The greenback found support as dip-buyers stepped in following a brief period of weakness, reversing some of gold’s recent gains. While broader market sentiment remains cautious, expectations that the Federal Reserve will keep rates elevated for longer have added to the dollar’s resilience, limiting gold’s upside potential.

Still, safe-haven demand for gold remains intact, as geopolitical tensions and concerns over global economic growth continue to fuel investor interest. Any signs of financial instability or a deeper economic slowdown could quickly revive gold’s momentum, even as short-term fluctuations persist.

fxsoriginal

Gold US Dollar 1-D Chart as of March 03, 2025 (Source: TradingView)

Meanwhile, market participants are closely watching upcoming U.S. economic data, which could provide further clues on the Fed’s next move.
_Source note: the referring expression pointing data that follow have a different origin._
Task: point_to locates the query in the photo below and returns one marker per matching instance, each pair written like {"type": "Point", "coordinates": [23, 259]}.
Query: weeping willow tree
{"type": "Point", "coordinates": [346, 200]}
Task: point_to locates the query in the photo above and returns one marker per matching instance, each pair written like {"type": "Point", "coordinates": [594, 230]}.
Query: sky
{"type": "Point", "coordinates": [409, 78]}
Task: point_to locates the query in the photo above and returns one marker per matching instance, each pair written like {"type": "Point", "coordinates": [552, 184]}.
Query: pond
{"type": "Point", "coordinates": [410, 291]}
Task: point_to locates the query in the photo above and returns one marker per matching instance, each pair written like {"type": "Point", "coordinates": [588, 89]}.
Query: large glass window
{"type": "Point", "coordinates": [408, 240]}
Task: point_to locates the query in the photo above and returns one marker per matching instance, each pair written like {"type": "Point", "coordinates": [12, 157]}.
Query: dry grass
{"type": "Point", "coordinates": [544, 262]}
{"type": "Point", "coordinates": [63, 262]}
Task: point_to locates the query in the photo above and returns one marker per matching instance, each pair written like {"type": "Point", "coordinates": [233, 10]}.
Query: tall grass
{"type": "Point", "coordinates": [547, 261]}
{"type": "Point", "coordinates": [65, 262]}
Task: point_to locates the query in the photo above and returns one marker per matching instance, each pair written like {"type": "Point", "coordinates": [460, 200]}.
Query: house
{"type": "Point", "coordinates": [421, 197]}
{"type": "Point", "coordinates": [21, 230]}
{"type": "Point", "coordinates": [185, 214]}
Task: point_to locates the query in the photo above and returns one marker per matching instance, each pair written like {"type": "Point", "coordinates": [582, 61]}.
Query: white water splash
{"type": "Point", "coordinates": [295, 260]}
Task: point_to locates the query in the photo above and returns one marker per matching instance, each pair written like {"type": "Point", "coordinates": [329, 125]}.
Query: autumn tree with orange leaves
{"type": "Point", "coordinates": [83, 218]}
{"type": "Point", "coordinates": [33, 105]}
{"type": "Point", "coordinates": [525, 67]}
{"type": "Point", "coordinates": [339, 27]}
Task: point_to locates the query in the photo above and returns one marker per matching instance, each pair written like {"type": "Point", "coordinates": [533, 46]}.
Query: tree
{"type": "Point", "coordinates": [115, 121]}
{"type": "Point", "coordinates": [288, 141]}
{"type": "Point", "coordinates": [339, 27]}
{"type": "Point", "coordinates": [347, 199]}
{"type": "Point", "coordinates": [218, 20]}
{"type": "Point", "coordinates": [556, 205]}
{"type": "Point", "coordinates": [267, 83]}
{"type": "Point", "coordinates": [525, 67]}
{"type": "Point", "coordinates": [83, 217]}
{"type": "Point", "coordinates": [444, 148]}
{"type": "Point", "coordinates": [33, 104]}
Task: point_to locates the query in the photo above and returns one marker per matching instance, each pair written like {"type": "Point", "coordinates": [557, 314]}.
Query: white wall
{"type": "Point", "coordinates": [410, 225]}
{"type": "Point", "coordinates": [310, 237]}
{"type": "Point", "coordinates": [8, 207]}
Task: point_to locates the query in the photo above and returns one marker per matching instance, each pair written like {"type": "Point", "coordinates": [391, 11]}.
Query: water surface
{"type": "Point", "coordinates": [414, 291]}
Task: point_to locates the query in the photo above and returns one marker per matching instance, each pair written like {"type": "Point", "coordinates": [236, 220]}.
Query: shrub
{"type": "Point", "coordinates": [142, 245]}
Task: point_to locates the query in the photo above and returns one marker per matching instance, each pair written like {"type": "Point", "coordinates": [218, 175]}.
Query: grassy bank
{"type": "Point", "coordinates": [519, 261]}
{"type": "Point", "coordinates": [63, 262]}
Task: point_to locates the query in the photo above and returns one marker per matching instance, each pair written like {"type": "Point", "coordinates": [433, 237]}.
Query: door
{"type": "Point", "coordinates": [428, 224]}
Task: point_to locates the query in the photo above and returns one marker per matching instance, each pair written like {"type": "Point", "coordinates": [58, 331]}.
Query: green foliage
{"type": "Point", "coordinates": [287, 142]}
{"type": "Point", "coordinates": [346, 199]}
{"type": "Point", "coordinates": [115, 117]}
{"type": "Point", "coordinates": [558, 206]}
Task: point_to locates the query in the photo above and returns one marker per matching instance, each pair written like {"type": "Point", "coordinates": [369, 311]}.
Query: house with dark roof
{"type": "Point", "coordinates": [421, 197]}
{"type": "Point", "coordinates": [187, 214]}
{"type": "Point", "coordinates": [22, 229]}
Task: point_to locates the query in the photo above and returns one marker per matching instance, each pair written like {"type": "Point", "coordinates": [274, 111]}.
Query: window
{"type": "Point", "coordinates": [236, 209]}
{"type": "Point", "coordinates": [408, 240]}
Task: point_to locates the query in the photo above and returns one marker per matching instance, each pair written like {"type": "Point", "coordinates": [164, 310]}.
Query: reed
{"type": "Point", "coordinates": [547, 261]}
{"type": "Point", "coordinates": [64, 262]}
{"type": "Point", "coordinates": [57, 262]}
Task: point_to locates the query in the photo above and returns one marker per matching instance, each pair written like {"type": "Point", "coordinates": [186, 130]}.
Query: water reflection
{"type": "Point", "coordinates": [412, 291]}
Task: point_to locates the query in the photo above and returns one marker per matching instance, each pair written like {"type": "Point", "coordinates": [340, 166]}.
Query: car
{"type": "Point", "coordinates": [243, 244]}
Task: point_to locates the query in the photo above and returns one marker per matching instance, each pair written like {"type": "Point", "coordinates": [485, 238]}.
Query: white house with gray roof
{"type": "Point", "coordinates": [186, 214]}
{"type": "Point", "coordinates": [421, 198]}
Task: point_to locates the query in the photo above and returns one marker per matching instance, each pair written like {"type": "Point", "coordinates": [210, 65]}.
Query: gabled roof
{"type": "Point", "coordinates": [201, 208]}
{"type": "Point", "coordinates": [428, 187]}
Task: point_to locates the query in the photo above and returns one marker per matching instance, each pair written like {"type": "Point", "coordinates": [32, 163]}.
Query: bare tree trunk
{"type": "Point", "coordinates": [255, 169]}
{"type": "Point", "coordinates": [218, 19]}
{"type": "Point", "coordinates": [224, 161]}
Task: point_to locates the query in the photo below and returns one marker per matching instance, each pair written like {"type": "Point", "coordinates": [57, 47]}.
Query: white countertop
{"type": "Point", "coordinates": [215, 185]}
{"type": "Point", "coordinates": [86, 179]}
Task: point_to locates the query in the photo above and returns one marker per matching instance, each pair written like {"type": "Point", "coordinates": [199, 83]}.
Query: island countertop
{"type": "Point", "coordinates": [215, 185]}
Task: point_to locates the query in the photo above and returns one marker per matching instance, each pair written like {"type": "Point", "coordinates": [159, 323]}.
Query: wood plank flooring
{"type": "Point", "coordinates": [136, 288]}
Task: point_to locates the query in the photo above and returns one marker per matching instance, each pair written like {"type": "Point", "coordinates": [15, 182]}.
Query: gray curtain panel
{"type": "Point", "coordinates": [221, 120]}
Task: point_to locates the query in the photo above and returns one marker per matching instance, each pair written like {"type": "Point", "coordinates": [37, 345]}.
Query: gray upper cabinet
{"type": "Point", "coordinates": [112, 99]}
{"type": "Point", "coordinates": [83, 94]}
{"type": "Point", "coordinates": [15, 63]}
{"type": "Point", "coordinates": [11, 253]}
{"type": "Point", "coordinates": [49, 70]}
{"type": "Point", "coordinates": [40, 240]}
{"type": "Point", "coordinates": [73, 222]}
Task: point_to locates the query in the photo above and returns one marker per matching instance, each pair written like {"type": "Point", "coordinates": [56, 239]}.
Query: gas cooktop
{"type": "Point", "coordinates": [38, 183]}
Any signs of weakening inflation or softer labor market conditions could reignite expectations for rate cuts, potentially giving gold a fresh boost.

On the technical side, analysts note that $2,900 remains a key resistance level, with gold needing a decisive break above this mark to sustain further gains. On the downside, any sharp correction could find support near $2,850, where buyers may step back in to stabilize prices.

For now, traders remain cautious, balancing the interplay between dollar strength and gold’s safe-haven appeal. With macroeconomic uncertainties still in focus, gold’s next major move will likely depend on shifting sentiment around interest rates and broader risk appetite in global markets.